In reversing the decision of the Tax Court, the court stated:
The petitioners offered testimony by representatives of both the buyer and the seller showing that at the time of the sale it was understood by each of them that the inventories were being sold at approximately their book value and that a substantial premium over book value was being paid for the capital assets. The effect of this evidence in our opinion was to overcome the presumption of correctness attaching to the Commissioner's determination by demonstrating the arbitrary nature of the formula upon which it was based, invitingly convenient though that formula undoubtedly was * * * [However,] the petitioners' evidence was not sufficiently exact to establish their contention that no part of the gain was properly attributable to the sale of the inventories. It follows that the case should be remanded to the Tax Court for a redetermination of the amount of gain attributable to each group of assets, based upon evidence as to the fair market value of each at the time of the sale. 231 F.2d at 939-940.

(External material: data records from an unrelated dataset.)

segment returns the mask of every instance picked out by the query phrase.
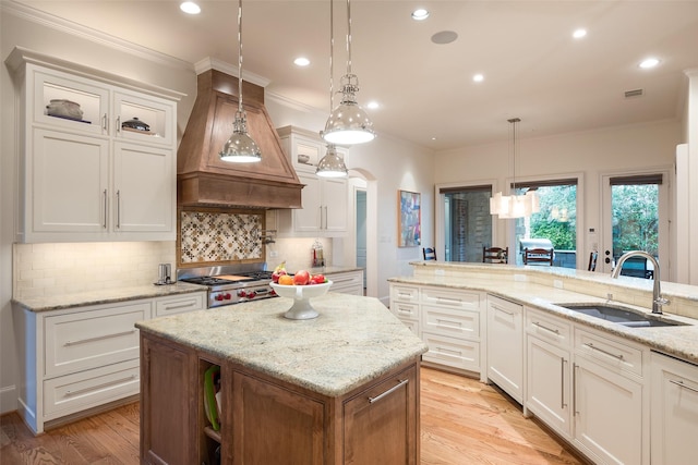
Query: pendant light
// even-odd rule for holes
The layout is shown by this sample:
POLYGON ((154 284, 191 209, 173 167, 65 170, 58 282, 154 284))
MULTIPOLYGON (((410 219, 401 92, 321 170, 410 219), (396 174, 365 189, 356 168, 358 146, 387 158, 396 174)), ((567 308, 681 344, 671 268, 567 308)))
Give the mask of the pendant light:
POLYGON ((507 120, 513 127, 513 155, 514 155, 514 182, 512 183, 513 195, 502 195, 496 193, 490 198, 490 213, 497 215, 501 219, 525 218, 531 213, 540 211, 538 195, 534 191, 528 191, 525 195, 516 195, 516 123, 521 120, 513 118, 507 120))
POLYGON ((341 101, 329 113, 322 137, 330 144, 339 145, 373 140, 375 138, 373 122, 357 102, 356 94, 359 91, 359 78, 351 72, 351 5, 349 0, 347 0, 347 74, 341 77, 340 84, 341 101))
POLYGON ((242 0, 238 2, 238 111, 232 135, 218 154, 222 161, 251 163, 262 160, 262 150, 248 134, 248 117, 242 108, 242 0))
MULTIPOLYGON (((334 36, 334 0, 329 0, 329 110, 332 111, 333 95, 334 95, 334 65, 333 65, 333 51, 335 48, 334 36)), ((322 136, 322 132, 321 132, 322 136)), ((327 154, 317 163, 315 174, 322 178, 344 178, 348 173, 341 157, 337 155, 337 148, 334 144, 327 144, 327 154)))

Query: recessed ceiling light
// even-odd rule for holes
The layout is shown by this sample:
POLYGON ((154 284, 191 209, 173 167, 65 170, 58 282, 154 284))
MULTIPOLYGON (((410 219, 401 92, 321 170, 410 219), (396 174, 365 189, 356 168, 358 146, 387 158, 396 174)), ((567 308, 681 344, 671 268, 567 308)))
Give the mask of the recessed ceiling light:
POLYGON ((198 14, 198 13, 201 13, 201 7, 198 7, 193 1, 185 1, 185 2, 180 3, 179 9, 182 10, 184 13, 188 13, 188 14, 198 14))
POLYGON ((417 9, 412 12, 412 20, 424 21, 429 17, 429 11, 423 8, 417 9))
POLYGON ((650 68, 654 68, 659 64, 659 60, 657 58, 646 58, 640 62, 640 68, 642 70, 648 70, 650 68))

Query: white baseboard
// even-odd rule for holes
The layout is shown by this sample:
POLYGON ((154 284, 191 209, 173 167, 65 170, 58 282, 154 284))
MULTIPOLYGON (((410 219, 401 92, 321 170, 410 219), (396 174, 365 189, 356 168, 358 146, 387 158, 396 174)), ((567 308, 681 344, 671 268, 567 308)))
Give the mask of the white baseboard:
POLYGON ((17 409, 17 390, 15 386, 0 388, 0 414, 17 409))

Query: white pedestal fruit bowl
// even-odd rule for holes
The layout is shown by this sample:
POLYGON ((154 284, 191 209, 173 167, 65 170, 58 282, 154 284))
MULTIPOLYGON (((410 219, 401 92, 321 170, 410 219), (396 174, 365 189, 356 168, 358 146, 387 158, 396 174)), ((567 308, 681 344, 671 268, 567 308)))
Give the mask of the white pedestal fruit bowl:
POLYGON ((325 295, 332 286, 332 281, 323 284, 306 285, 284 285, 273 282, 270 285, 279 296, 293 299, 293 305, 284 314, 284 317, 291 320, 310 320, 317 318, 320 315, 313 306, 310 305, 310 299, 325 295))

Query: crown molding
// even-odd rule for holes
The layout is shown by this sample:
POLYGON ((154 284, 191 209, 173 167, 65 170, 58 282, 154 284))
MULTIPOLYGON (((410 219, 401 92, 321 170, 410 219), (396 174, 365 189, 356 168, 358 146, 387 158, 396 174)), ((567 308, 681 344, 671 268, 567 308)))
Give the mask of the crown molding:
POLYGON ((166 53, 157 52, 137 44, 133 44, 128 40, 123 40, 109 34, 103 33, 100 30, 83 26, 82 24, 73 23, 72 21, 53 16, 26 4, 17 3, 14 0, 0 1, 0 11, 2 12, 2 14, 10 14, 22 20, 31 21, 41 26, 49 27, 51 29, 75 37, 80 37, 91 42, 109 47, 115 50, 119 50, 121 52, 148 60, 151 62, 181 70, 192 71, 194 69, 194 65, 188 61, 180 60, 166 53))

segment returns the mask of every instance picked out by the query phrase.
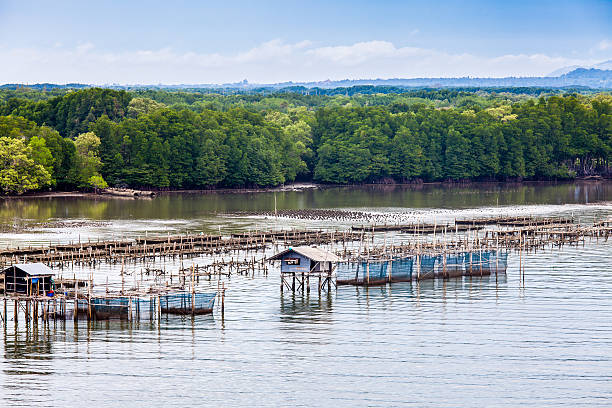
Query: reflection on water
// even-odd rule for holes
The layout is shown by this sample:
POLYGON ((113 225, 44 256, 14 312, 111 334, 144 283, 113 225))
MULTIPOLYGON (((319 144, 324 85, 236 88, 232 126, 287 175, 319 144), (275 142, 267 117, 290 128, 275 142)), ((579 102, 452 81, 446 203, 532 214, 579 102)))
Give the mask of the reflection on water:
POLYGON ((23 198, 0 202, 0 222, 15 219, 193 219, 216 213, 300 208, 474 208, 588 204, 612 200, 612 183, 334 187, 303 192, 167 194, 153 200, 23 198))
MULTIPOLYGON (((410 207, 428 214, 481 206, 488 213, 498 201, 557 205, 612 198, 605 183, 455 190, 382 186, 277 195, 279 208, 410 207)), ((152 225, 197 230, 227 223, 247 229, 256 221, 226 219, 215 211, 273 205, 273 194, 26 199, 2 202, 0 212, 8 223, 15 217, 111 221, 106 229, 66 232, 72 239, 117 230, 133 236, 152 225)), ((606 203, 570 207, 586 220, 612 215, 606 203)), ((50 234, 2 234, 0 242, 44 242, 50 234)), ((609 405, 612 241, 524 254, 524 287, 518 262, 509 256, 507 275, 342 286, 321 294, 315 285, 310 294, 281 294, 276 269, 232 276, 223 319, 217 310, 159 324, 9 322, 0 328, 0 406, 609 405)), ((102 280, 116 272, 107 265, 94 271, 102 280)))

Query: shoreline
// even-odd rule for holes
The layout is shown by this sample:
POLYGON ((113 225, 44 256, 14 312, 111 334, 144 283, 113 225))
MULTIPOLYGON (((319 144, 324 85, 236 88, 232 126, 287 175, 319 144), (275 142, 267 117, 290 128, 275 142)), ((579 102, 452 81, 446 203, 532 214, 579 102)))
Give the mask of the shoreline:
POLYGON ((361 183, 361 184, 320 184, 320 183, 291 183, 277 187, 261 187, 261 188, 211 188, 211 189, 185 189, 185 190, 135 190, 130 191, 141 192, 143 195, 139 197, 126 196, 122 194, 114 194, 111 192, 83 192, 83 191, 46 191, 33 192, 22 195, 0 195, 0 200, 19 200, 28 198, 90 198, 90 199, 124 199, 124 200, 150 200, 153 193, 155 196, 163 195, 206 195, 206 194, 254 194, 254 193, 278 193, 278 192, 301 192, 308 190, 325 190, 332 188, 413 188, 422 189, 424 187, 440 186, 444 188, 467 188, 478 186, 523 186, 523 185, 560 185, 560 184, 594 184, 594 183, 611 183, 612 179, 574 179, 574 180, 535 180, 535 181, 468 181, 468 182, 447 182, 434 181, 422 183, 361 183))

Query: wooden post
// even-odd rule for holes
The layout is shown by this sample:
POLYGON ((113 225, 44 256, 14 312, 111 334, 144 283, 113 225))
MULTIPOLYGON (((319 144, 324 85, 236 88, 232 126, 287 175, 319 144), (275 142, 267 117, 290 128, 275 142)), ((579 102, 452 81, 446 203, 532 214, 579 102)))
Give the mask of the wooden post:
POLYGON ((221 318, 225 317, 225 282, 221 288, 221 318))

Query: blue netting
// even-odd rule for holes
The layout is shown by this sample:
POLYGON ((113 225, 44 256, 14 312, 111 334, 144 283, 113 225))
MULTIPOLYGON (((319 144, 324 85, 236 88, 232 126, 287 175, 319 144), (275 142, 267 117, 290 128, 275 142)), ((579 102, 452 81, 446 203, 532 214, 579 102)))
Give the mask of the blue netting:
POLYGON ((195 310, 212 310, 217 293, 172 293, 160 297, 162 312, 189 313, 195 310))
POLYGON ((508 253, 497 251, 460 252, 446 255, 421 255, 391 261, 345 262, 338 264, 340 283, 380 282, 389 280, 427 279, 436 276, 460 276, 505 272, 508 253), (446 259, 445 259, 446 257, 446 259))

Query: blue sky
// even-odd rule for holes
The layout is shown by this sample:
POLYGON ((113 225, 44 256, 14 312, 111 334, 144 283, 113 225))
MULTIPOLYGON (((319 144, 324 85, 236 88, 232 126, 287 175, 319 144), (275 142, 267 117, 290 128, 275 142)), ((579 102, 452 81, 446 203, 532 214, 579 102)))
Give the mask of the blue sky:
POLYGON ((612 59, 611 22, 611 0, 0 0, 0 83, 545 75, 612 59))

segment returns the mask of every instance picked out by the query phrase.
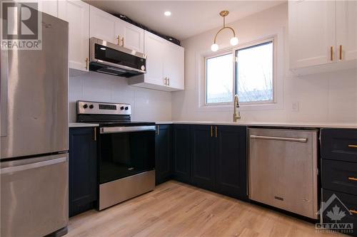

In the recent decision of Fulton Container Co. v. United States, 355 F.2d 319 (9th Cir. 1966), the Tax Court's adherence to a similar "book value" allocation by the Commissioner was also rejected. There the taxpayer sold certain assets, realizing a substantial gain attributable to either fixed assets or a covenant not to compete, or both. The taxpayer allocated the entire gain to the fixed assets and reported a long term capital gain. The Commissioner, however, determined that the portion of the sales price which exceeded the book value of the fixed assets was attributable to the covenant not to compete, and made a reallocation on that basis. The Ninth Circuit reversed the Tax Court's acceptance of this reallocation and remanded the case for a redetermination, to be based upon evidence of the value of the fixed assets and the value placed upon the covenant not to compete by the parties to the sale of the assets. In the course of its discussion, the court made the following observation:
This case shows that what is euphemistically called a "presumption" becomes an absolute to sustain the Commissioner's implied finding in the deficiency determination. In practical effect it puts the imprimatur of law on the unassailable character of a figure plucked out of the air by the Commissioner. 355 F.2d at 324, quoting from David v. Phinney, 350 F.2d 371 (5th Cir. 1965) (dissenting opinion).
I would remand this proceeding to the Tax Court for a redetermination in accordance with the foregoing views.
I concur in that portion of Judge Hastings' opinion relating to the Commissioner's disallowance of the claimed deduction for accrued contributions to the pension plans.